Il faut bien une date. Le 4 juillet aux Etats-Unis, le 14 juillet en France, le 5 juillet en Algérie ou le 1er octobre en Chine. Une date pour célébrer, rassembler, recentrer une nation, un peuple. Autocratie ou démocratie, tous les pays du monde ont leur fête nationale. Une date, parfois choisie arbitrairement, parfois symbole fort d’un moment historique clé : la signature d’une déclaration d’indépendance, la date d’une bataille décisive ou la création d’un système fondateur. Cette date est l’occasion de se souvenir, de faire corps autour de certains idéaux ou certaines valeurs.

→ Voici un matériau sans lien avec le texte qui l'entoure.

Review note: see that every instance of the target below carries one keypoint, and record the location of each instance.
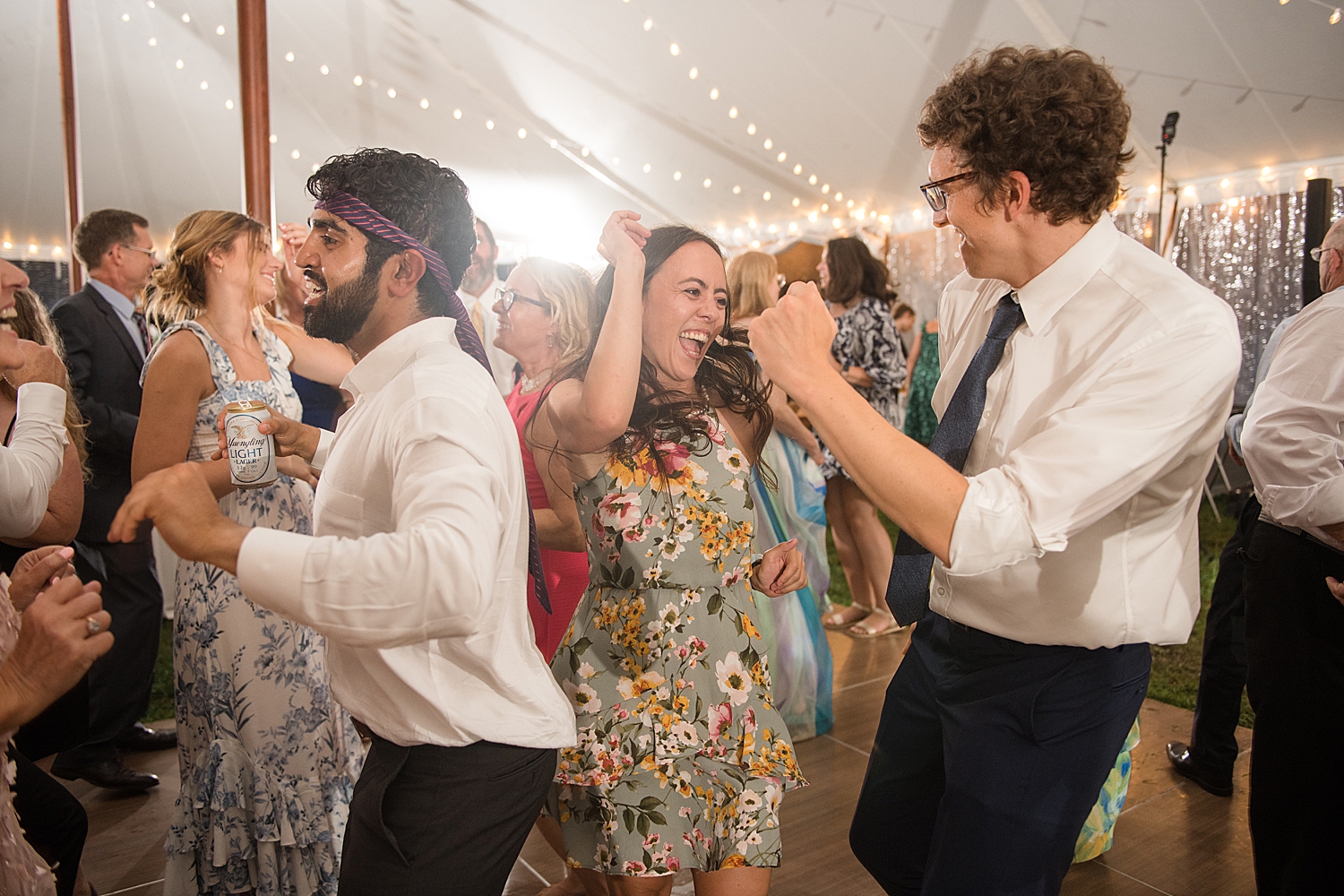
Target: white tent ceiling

Ce samedi 4 juillet, la relativement jeune démocratie américaine célèbre son quart de millénaire, ses 250 ans, sa Déclaration d’indépendance dans laquelle figure cette phrase célèbre : «Nous tenons pour évidente cette vérité : tous les hommes sont créés égaux.» Il y a déjà bien longtemps que nous savons que cette vérité n’a strictement rien d’évident. Et que l’égalité aux Etats-Unis ou ailleurs reste une aspiration difficilement atteignable.
Mépris profond pour l’histoire
Ce pays si complexe a pourtant réussi, il y a 250 ans, à poser les fondations d’un système de gouvernement finalement solide, qui, jusqu’à ce jour, a résisté à l’épreuve du temps et aux contradictions des époques. Et les célébrations du 4 juillet ont toujours été l’occasion de rappeler que les Pères fondateurs des Etats-Unis se sont appuyés sur des idéaux et des valeurs qui n’ont, certes, pas toujours résisté à l’épreuve de la réalité mais qui, au fil du temps, sont restés des aspirations profondes au sein de la nation.
Ce 4 juillet 2026, pourtant, rien dans les célébrations officielles de l’administration Trump ne ressemble à une volonté de rassembler ou d’unifier un pays profondément divisé. Rien. Les valeurs et les idéaux semblent s’être évanouis à la faveur d’un narcissisme débridé et d’un mercantilisme assumé. Voire d’une forme de mépris profond pour l’histoire et la vision fondatrice. Un pays qui ignore, qui prône l’oubli de son histoire, est un pays malade. Parce qu’une nation se construit et se renforce sur les ruines ou les fondations de son passé. C’est vrai pour les Etats-Unis mais aussi pour la France et tant d’autres pays où les valeurs fondatrices des démocraties semblent parfois vaciller. Il est donc urgent de regarder dans le rétroviseur et de se souvenir.